I have tons of photos that were emailed me to me over the years from friends and family and I’ve never done anything constructive with them. Yes, I looked at them when they were first sent to me and ooohed and aaahed accordingly but I inevitably forgot about them and they’ve remained in the picture purgatory that is my email inbox. Going through the thousands of emails in my personal inbox to find them would take forever and it’s not even on any of my ever-expanding to do lists. Thankfully, Space Inch has an easy solution with Lost Photos for Mac, a utility that will hunt down all the pictures in your email accounts and extract them for your viewing and organizing pleasure.

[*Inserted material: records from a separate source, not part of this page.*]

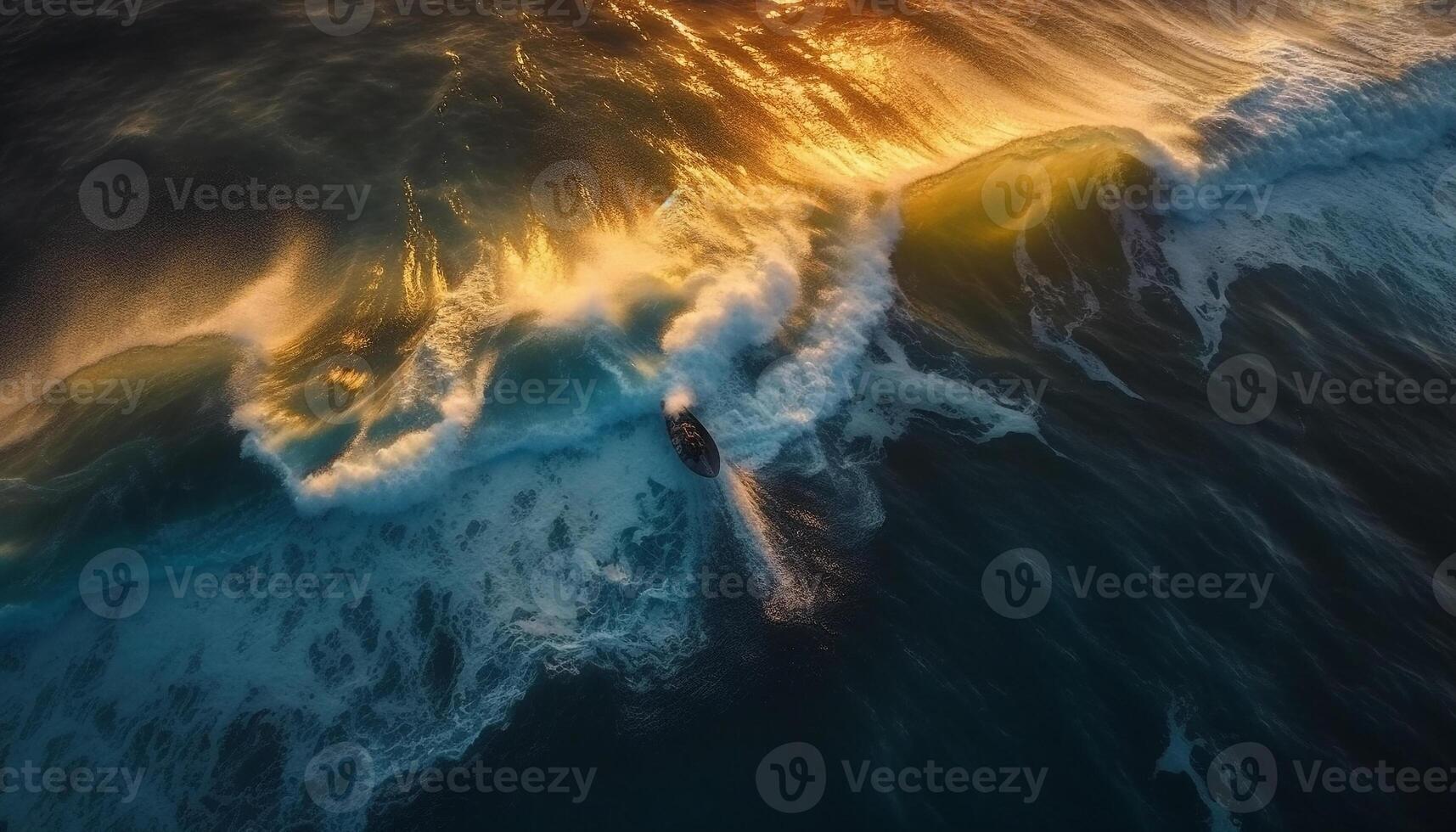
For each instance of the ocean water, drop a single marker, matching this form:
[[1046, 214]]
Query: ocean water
[[945, 280]]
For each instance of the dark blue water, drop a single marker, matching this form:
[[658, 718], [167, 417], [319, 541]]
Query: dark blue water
[[963, 419]]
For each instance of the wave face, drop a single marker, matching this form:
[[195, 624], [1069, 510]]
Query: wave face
[[454, 400]]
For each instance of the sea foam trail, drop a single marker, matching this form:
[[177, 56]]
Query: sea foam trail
[[1319, 115]]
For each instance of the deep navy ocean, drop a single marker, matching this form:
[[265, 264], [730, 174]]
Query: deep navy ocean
[[1075, 391]]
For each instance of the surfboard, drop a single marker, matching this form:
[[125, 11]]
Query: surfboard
[[692, 441]]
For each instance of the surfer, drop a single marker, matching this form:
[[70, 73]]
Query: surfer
[[692, 441]]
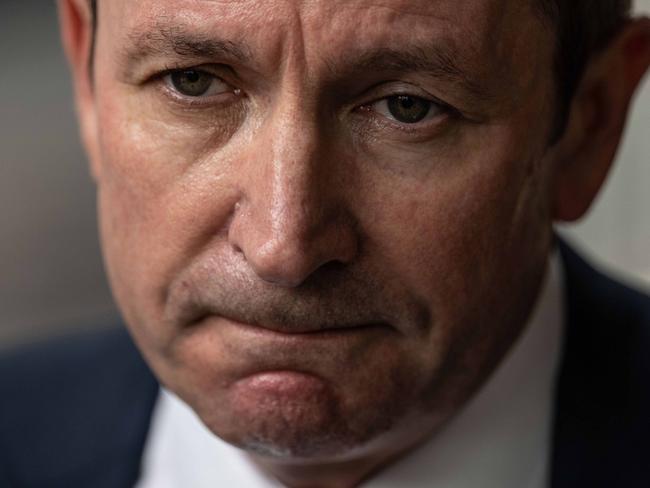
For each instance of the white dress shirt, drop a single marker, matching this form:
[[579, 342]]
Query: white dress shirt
[[500, 439]]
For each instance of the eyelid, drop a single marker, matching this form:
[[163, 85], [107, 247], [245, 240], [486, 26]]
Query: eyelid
[[162, 78]]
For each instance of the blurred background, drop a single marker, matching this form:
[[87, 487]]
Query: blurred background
[[51, 275]]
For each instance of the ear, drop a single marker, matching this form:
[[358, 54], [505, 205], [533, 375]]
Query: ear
[[598, 113], [76, 25]]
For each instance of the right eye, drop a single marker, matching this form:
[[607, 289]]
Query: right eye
[[196, 83]]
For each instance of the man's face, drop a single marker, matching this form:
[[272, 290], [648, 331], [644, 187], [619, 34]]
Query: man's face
[[325, 221]]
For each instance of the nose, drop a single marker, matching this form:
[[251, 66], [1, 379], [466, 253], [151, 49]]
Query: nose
[[292, 219]]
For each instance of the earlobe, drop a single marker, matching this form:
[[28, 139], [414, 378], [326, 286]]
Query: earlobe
[[76, 35], [583, 156]]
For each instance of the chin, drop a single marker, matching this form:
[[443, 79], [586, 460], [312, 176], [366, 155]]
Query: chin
[[298, 418]]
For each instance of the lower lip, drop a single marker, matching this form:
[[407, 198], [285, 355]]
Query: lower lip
[[280, 386]]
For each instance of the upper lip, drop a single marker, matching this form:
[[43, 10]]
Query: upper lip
[[296, 329]]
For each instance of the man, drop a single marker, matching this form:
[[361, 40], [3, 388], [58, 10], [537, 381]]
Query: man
[[328, 225]]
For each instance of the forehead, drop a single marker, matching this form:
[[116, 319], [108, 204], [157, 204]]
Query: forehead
[[476, 26]]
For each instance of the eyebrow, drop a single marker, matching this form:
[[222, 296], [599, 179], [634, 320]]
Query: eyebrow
[[176, 40], [437, 61]]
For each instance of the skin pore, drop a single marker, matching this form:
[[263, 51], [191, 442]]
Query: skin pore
[[328, 249]]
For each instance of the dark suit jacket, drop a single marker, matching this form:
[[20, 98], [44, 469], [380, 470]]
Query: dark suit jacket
[[76, 413]]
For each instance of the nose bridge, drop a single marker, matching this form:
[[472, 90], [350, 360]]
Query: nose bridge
[[297, 153], [295, 222]]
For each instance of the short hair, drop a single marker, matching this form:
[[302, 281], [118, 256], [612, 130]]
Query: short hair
[[582, 28]]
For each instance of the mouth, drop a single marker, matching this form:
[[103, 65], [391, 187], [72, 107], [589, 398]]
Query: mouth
[[300, 331]]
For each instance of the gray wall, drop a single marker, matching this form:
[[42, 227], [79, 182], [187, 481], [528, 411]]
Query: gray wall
[[51, 276]]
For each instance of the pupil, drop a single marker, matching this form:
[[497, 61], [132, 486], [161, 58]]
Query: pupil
[[192, 76], [192, 83], [408, 109]]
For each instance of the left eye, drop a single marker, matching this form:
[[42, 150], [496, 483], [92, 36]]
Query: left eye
[[407, 109], [196, 83]]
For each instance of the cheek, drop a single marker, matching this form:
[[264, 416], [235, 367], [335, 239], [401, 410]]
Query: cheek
[[452, 238], [161, 196]]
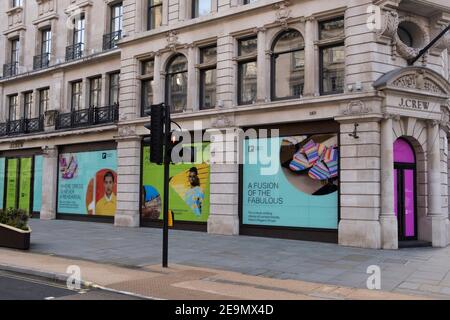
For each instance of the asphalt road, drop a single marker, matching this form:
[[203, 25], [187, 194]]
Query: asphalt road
[[15, 286]]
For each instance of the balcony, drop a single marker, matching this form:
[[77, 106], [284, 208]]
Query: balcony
[[110, 40], [88, 117], [10, 69], [74, 51], [41, 61], [23, 126]]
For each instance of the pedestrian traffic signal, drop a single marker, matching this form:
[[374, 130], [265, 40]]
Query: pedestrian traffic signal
[[156, 127]]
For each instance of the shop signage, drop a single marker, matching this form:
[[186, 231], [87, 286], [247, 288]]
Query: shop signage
[[414, 104]]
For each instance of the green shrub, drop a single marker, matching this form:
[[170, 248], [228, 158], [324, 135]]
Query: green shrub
[[16, 218]]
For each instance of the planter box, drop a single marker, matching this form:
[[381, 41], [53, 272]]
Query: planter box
[[14, 238]]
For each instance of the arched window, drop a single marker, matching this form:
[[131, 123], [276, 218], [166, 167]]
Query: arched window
[[176, 83], [288, 65]]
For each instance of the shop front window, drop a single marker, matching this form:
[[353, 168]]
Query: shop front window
[[176, 83], [302, 190], [87, 183]]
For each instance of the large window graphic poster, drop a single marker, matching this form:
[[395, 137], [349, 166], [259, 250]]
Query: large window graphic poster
[[304, 191], [88, 183], [37, 186], [189, 187]]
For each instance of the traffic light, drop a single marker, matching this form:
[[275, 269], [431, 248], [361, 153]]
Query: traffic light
[[156, 127]]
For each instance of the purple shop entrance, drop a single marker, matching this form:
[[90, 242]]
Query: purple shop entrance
[[405, 189]]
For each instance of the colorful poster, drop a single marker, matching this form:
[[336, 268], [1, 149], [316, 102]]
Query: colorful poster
[[189, 187], [11, 183], [88, 183], [2, 181], [37, 186], [302, 192], [25, 184]]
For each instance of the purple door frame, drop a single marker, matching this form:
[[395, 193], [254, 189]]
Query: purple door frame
[[405, 189]]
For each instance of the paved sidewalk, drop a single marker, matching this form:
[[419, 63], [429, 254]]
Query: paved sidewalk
[[183, 282], [421, 271]]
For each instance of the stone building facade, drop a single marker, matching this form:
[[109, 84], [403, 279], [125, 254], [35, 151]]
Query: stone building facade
[[79, 74]]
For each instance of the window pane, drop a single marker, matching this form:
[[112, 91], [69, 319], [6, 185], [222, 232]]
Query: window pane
[[201, 8], [148, 67], [76, 96], [147, 95], [247, 82], [288, 41], [155, 14], [14, 110], [208, 89], [179, 64], [289, 74], [332, 29], [28, 105], [208, 55], [96, 90], [333, 62], [114, 88], [248, 46], [178, 91], [44, 100]]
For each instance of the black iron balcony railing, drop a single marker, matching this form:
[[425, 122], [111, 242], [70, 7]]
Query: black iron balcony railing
[[41, 61], [87, 117], [110, 40], [74, 51], [22, 126], [10, 69]]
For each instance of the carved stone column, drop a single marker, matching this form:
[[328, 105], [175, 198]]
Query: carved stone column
[[439, 220], [262, 78], [311, 68]]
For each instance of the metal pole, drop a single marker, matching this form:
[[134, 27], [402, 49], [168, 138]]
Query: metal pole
[[432, 43], [167, 138]]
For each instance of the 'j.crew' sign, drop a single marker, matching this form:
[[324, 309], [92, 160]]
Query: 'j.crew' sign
[[414, 104]]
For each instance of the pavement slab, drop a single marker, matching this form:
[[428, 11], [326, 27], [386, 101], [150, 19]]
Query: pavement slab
[[324, 263]]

Lost Photos logs into your email account (it works with the major email services like Gmail, iCloud, Yahoo, AOL, and others and Space Inch promises your log-in information is not saved anywhere and is transmitted securely) and combs through your emails one by one to pull out pictures. The pictures found are shown in a slider view within Lost Photos and you can choose to post any on Facebook, Twitter, or send them via email. Once the search is complete, which took about 20 minutes for the 3,000+ emails in my iCloud account inbox, you can also elect to import all of the photos into iPhoto. If you’d rather not do that, all of these extracted pictures are placed in a new folder in your Photos folder so you can browse through them in one place at your leisure.
Lost Photos is free to download and will extract the first 100 photos for free. To get unlimited photo extraction functionality, you’ll need to pay $2.99 via in-app purchase.
Looking through the extracted pictures found by Lost Photos was like taking a short trip down memory lane. I found pictures that I’d completely forgotten about from past trips and events that I really should have made an effort to save when I first received them and it was really nice to get them all in one place.
Lost Photos was a bit too thorough in at least one respect, though. It pulls every single image from your emails, including those in email signatures. These email signature images, which are usually company logos, are pretty much useless to me and I wish there was a setting to ignore them (there is a setting to skip pictures smaller than 8 KB but some still sneak through). At any rate, if you can deal with the chaff that comes with the wheat, it’s still worth getting all of those long lost pictures that have accumulated in your inbox in one place.